Body cameras aren’t cheap and the dominant player in body camera space is a company called Axon, formerly called Taser. Axon saw revenue of $1.19 billion in 2022, up from 38 per cent the year before. And the company is certainly ambitious: by 2025 they want to crest the $2 billion in revenue mark. 

In 2022 Axon sold over $290 million in software and sensor products. This includes body cameras, dash cameras and warranties.  

And because this is Alberta you have to know that this idea didn’t just spring from the mind of Mike Ellis unbidden. Conservative insider, former federal cabinet minister under Stephen Harper and lobbyist Monte Solberg was hired by Axon to lobby the government of Alberta to promote its products on October 11, 2022 according to the Alberta Lobbyist Registry. 

Solberg’s son, Matt Solberg also worked at New West Public Affairs until October 2022 according to his Linkedin page. He now works for the UCP as the executive director of the government caucus. The lobbyist registry also shows that Axon hired another lobbyist with conservative credentials, Gordon Olsen, to promote their products to the provincial government in 2019. Olsen joined New West Public Affairs in June 2021. 

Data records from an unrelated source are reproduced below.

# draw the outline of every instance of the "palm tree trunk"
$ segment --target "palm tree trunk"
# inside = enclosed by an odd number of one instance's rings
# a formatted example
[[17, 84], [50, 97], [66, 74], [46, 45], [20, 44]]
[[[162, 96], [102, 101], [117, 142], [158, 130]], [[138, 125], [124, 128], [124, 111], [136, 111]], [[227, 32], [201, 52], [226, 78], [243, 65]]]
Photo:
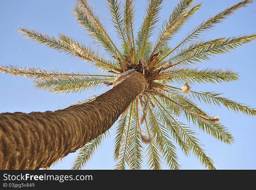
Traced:
[[0, 169], [38, 169], [75, 151], [109, 129], [146, 85], [136, 72], [90, 102], [0, 114]]

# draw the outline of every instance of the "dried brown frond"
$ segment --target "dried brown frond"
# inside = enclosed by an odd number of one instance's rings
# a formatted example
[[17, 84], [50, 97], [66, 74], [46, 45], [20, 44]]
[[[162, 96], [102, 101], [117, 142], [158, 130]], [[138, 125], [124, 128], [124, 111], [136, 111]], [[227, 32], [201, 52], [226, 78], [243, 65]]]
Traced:
[[115, 76], [115, 80], [113, 82], [114, 86], [123, 82], [127, 78], [133, 75], [135, 73], [135, 70], [134, 69], [130, 69]]
[[185, 93], [186, 94], [189, 94], [190, 92], [190, 90], [191, 89], [191, 87], [187, 83], [186, 83], [182, 87], [181, 91], [183, 93]]
[[128, 109], [129, 109], [129, 107], [130, 107], [130, 106], [128, 106], [128, 107], [127, 107], [127, 108], [125, 110], [125, 111], [123, 112], [123, 113], [121, 115], [121, 116], [120, 118], [122, 118], [125, 116], [125, 115], [126, 113], [127, 113], [127, 111], [128, 111]]
[[150, 144], [153, 140], [153, 138], [151, 137], [143, 135], [141, 133], [141, 140], [142, 142], [146, 144]]
[[217, 123], [221, 120], [218, 116], [210, 117], [198, 115], [198, 116], [205, 121], [209, 122], [209, 123]]

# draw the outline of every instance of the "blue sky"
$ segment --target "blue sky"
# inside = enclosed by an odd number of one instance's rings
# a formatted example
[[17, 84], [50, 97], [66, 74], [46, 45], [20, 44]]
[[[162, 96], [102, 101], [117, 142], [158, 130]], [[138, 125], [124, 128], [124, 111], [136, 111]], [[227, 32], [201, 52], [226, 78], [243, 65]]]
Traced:
[[[111, 31], [111, 35], [113, 41], [119, 45], [115, 30], [109, 20], [110, 16], [104, 3], [106, 1], [88, 1], [95, 5], [96, 12], [100, 14]], [[203, 1], [195, 1], [199, 3]], [[238, 2], [236, 0], [204, 1], [203, 7], [170, 42], [171, 46], [175, 46], [188, 32], [203, 20]], [[146, 4], [145, 1], [137, 1], [137, 19], [135, 24], [138, 29], [142, 20]], [[168, 17], [173, 8], [179, 1], [179, 0], [165, 1], [160, 15], [161, 20], [159, 26], [161, 26], [164, 19]], [[78, 69], [86, 72], [97, 73], [96, 70], [85, 64], [82, 61], [54, 50], [46, 48], [43, 45], [24, 39], [15, 32], [19, 26], [21, 26], [32, 28], [50, 35], [63, 32], [86, 44], [91, 44], [92, 41], [83, 29], [78, 25], [72, 17], [70, 9], [74, 5], [74, 1], [69, 0], [45, 0], [43, 3], [41, 1], [33, 0], [0, 1], [0, 36], [1, 38], [0, 65], [12, 64], [20, 67], [38, 67], [47, 69], [53, 68], [67, 72], [71, 70], [76, 72]], [[228, 19], [218, 24], [214, 30], [205, 33], [205, 38], [210, 39], [253, 34], [256, 32], [255, 18], [256, 2], [250, 4], [248, 7], [239, 10]], [[225, 94], [223, 96], [256, 107], [256, 88], [254, 86], [256, 70], [255, 49], [256, 42], [254, 42], [239, 48], [228, 54], [217, 56], [212, 59], [212, 61], [205, 62], [197, 66], [200, 68], [231, 68], [239, 73], [241, 77], [239, 81], [220, 84], [197, 84], [193, 86], [192, 89], [195, 91], [224, 92]], [[0, 81], [0, 112], [22, 112], [28, 113], [32, 111], [53, 111], [60, 107], [68, 105], [69, 103], [75, 103], [77, 100], [88, 98], [89, 96], [102, 93], [110, 89], [106, 87], [93, 92], [85, 92], [81, 94], [56, 95], [33, 88], [32, 81], [24, 78], [10, 77], [1, 74]], [[197, 131], [200, 134], [198, 137], [205, 145], [205, 148], [214, 160], [217, 168], [221, 169], [256, 169], [255, 118], [236, 114], [225, 108], [211, 107], [200, 103], [199, 105], [210, 115], [218, 115], [235, 139], [234, 143], [227, 145]], [[114, 125], [112, 127], [111, 133], [111, 137], [106, 140], [85, 169], [113, 168], [115, 164], [113, 159]], [[69, 169], [77, 153], [77, 151], [70, 154], [62, 163], [54, 168]], [[180, 151], [178, 151], [178, 154], [182, 169], [204, 168], [193, 156], [186, 157]], [[164, 165], [163, 165], [163, 169], [168, 169]], [[143, 168], [147, 167], [144, 166]]]

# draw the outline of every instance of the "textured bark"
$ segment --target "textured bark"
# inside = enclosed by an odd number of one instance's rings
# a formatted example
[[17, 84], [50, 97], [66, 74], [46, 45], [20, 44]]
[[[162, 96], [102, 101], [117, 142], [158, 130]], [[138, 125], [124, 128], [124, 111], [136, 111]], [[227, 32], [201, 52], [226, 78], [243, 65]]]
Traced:
[[109, 129], [147, 83], [137, 72], [91, 102], [54, 112], [0, 114], [0, 169], [38, 169]]

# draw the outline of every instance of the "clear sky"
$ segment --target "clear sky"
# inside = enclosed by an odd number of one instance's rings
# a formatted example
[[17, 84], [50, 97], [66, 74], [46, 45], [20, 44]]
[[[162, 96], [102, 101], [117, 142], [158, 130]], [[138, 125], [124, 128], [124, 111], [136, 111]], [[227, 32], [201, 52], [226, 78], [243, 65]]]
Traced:
[[[105, 1], [88, 0], [95, 4], [96, 12], [100, 14], [106, 23], [114, 41], [118, 41], [113, 27], [109, 20]], [[198, 3], [202, 0], [197, 0]], [[145, 1], [137, 0], [137, 18], [135, 25], [139, 27], [142, 20]], [[162, 21], [168, 17], [174, 6], [179, 0], [166, 0], [160, 15], [160, 26]], [[238, 2], [237, 0], [205, 0], [203, 7], [194, 16], [175, 37], [171, 42], [171, 47], [177, 43], [187, 33], [205, 19], [214, 16], [219, 12]], [[75, 5], [72, 0], [14, 0], [0, 1], [0, 65], [12, 64], [19, 67], [54, 68], [63, 72], [75, 72], [77, 69], [93, 74], [97, 72], [86, 65], [83, 61], [45, 48], [24, 39], [15, 30], [19, 26], [33, 28], [50, 35], [63, 32], [90, 45], [92, 40], [83, 29], [77, 24], [70, 9]], [[256, 2], [237, 11], [214, 30], [205, 33], [206, 39], [228, 37], [240, 34], [251, 34], [256, 32]], [[154, 38], [152, 38], [154, 39]], [[95, 47], [95, 48], [97, 48]], [[240, 80], [231, 83], [217, 84], [197, 85], [192, 87], [195, 91], [214, 91], [225, 92], [223, 96], [256, 107], [255, 94], [255, 56], [256, 42], [239, 47], [227, 55], [217, 56], [213, 61], [199, 64], [199, 68], [219, 67], [232, 68], [241, 76]], [[0, 74], [0, 112], [53, 111], [60, 107], [68, 105], [68, 103], [75, 103], [88, 98], [89, 95], [102, 93], [110, 89], [104, 89], [81, 94], [56, 95], [33, 88], [32, 81], [24, 78], [10, 77]], [[256, 120], [241, 114], [236, 114], [225, 108], [211, 107], [199, 104], [211, 115], [218, 115], [222, 123], [230, 129], [235, 142], [227, 145], [218, 142], [206, 134], [197, 131], [198, 137], [206, 145], [209, 155], [215, 161], [218, 168], [221, 169], [256, 169], [255, 146], [256, 144]], [[113, 155], [115, 135], [114, 125], [112, 127], [111, 137], [104, 142], [102, 147], [95, 154], [91, 160], [85, 167], [86, 169], [112, 169], [115, 164]], [[54, 139], [52, 139], [54, 140]], [[70, 168], [77, 154], [70, 154], [62, 163], [54, 169]], [[184, 169], [203, 169], [199, 161], [193, 156], [186, 157], [178, 152], [179, 162]], [[163, 169], [167, 169], [164, 166]], [[145, 166], [144, 168], [146, 168]]]

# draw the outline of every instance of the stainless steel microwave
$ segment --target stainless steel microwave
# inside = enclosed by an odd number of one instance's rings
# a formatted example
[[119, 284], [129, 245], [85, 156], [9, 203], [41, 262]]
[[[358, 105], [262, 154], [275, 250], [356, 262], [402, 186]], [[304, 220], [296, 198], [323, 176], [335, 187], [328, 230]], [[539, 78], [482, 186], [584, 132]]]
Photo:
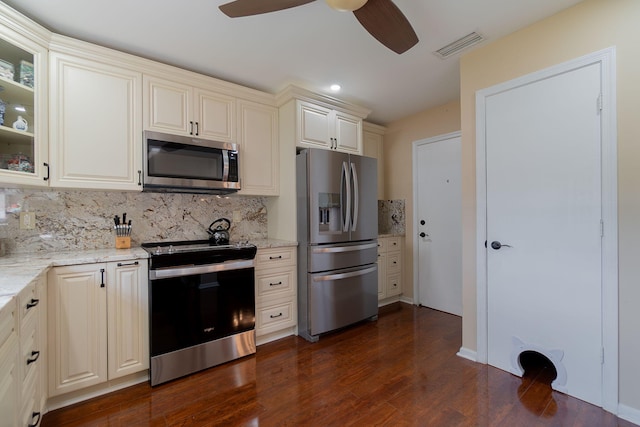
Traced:
[[226, 194], [240, 190], [238, 146], [145, 131], [143, 191]]

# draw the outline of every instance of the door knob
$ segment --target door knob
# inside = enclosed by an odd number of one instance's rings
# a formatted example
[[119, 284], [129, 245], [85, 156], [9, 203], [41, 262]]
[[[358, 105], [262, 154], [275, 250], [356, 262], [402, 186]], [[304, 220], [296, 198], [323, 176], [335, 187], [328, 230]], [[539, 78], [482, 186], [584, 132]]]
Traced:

And while the specific claims of specific manufacturers weren’t being trotted out by Minister Ellis the talking points were remarkably similar. Ellis spoke about how body cameras will increase accountability and transparency, so does Axon. The company is very consistent with its messaging; Erick Laming, an assistant professor in criminology and sociology at Trent and Christopher Schneider a sociology professor from Brandon University, concluded in a peer-reviewed study on public statements made by Axon about its body camera products that “Axon mostly, although not entirely, made unverified statements absent any empirical evidence in support of their claims in news media reports and on Twitter.”

Where is the opposition on this? Alberta NDP justice critic Irfan Sabir supported “increased transparency” but slammed the UCP for not having any details on timelines, funding or how the data will be managed. 

“Meanwhile, there is a massive backlog of cases at ASIRT. If the UCP was serious about transparency they would be focused on clearing this backlog so law enforcement is held accountable and Albertans have access to justice. 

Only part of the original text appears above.